Basics of Data and Information

Problem
The geographic world is very complex. To better understand it, we can utilize and manipulate geographic data to represent and/or describe it. However, geographic data is intrinsically imperfect due to the inherent complexity of the geographic world--it is limited in its ability to reflect reality. This may be due to the way the data was collected, digitized, and/or converted to different formats. Consequently, this leaves us with the task of seeking to understand the integrity of the imperfect geographic data we have as well as making the most out of it through proper analysis methods. The end goal is to obtain geographic information that is as true to reality as possible and therefore, meaningful.

Analysis Procedures
The following analyses demonstrate different ways to manipulate geographic data and obtain new information.

First of all, we examine the differences in the interpolation results between 2 different sets of elevation data points. The first data set contains data points that are roughly spread out evenly across the area of interest while in the second data set, the overall distribution of data points is not representative of the area of interest as a whole. To analyze the differences between these samples, we interpolate the elevation of each using the Inverse Distance Weighted (IDW) interpolation method and then compute the hillshade for each interpolation result.

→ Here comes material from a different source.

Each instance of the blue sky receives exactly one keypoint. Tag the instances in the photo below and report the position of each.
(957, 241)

We also perform a spatial analysis to determine a suitable location for a new coffee shop. To solve this problem, many factors need to be considered, but only proximity to preexisting coffee shops and spending density are taken into account here. For a location to be appropriate for a new coffee shop, it must be more than a mile away from preexisting coffee shops to avoid competition (Euclidean Distance) and it must lie in an area with a spending density greater than 20,000 to ensure good business (Kernel Density). Both of these criteria are combined using map algebra to yield ideal locations for a new coffee shop.

Results
The following 2 maps represent the hillshade for the first data set and the second data set, respectively. It is clear that the second data set does not resolve the main elevated feature in the right-center of the area. This is due to the lack of observations/data points over that area in the second sample. Therefore, sample 2 is a poor set of data points and should be scrapped. Overall, this exercise demonstrates how the manner in which data is collected is very important.

Below is a map of the best locations for a new coffee shop based on the distance and density criteria.

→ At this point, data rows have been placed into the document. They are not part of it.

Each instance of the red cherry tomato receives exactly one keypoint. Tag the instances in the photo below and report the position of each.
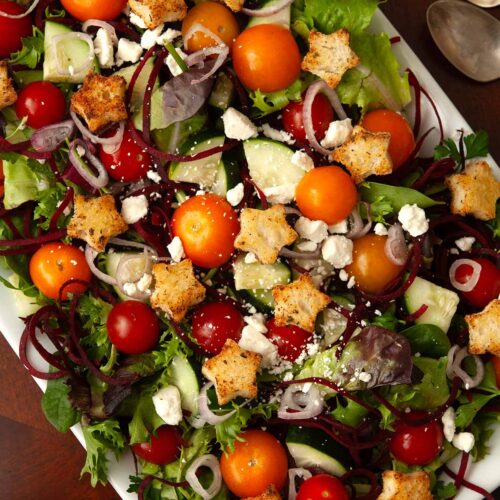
(13, 29)
(128, 163)
(419, 444)
(322, 487)
(322, 116)
(133, 327)
(163, 448)
(215, 322)
(488, 286)
(290, 340)
(42, 103)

Application and Reflection
A geographic information system (GIS) is a powerful tool that takes geographic data, manipulates it, and yields useful geographic information which can then be applied to reality. As a result, geographic data plays an integral part in gaining geographic information. Overall, these examples demonstrate that geographic data is very useful for obtaining geographic information through spatial analysis, as long as the data itself is properly collected, digitized, etc. to minimize inaccuracies. Unfortunately, we cannot avoid the inherent uncertainties within the data, but we can often identify them and thus, interpret the results accordingly and properly.

An example of a spatial analysis problem that can be taken much further than the coffee shop example is one that accounts for many factors, rather than just 2 criteria, and/or includes different types of data (i.e. both vector and raster data). For instance, consider an analysis seeking to identify flood prone areas within a particular county. To solve this problem, one needs to take into account the slope of the terrain, soil type of the terrain, land use and vegetation throughout the area, precipitation climatology over the area, etc. All of these criteria are then consolidated into one analysis to produce a result that hopefully reflects reality.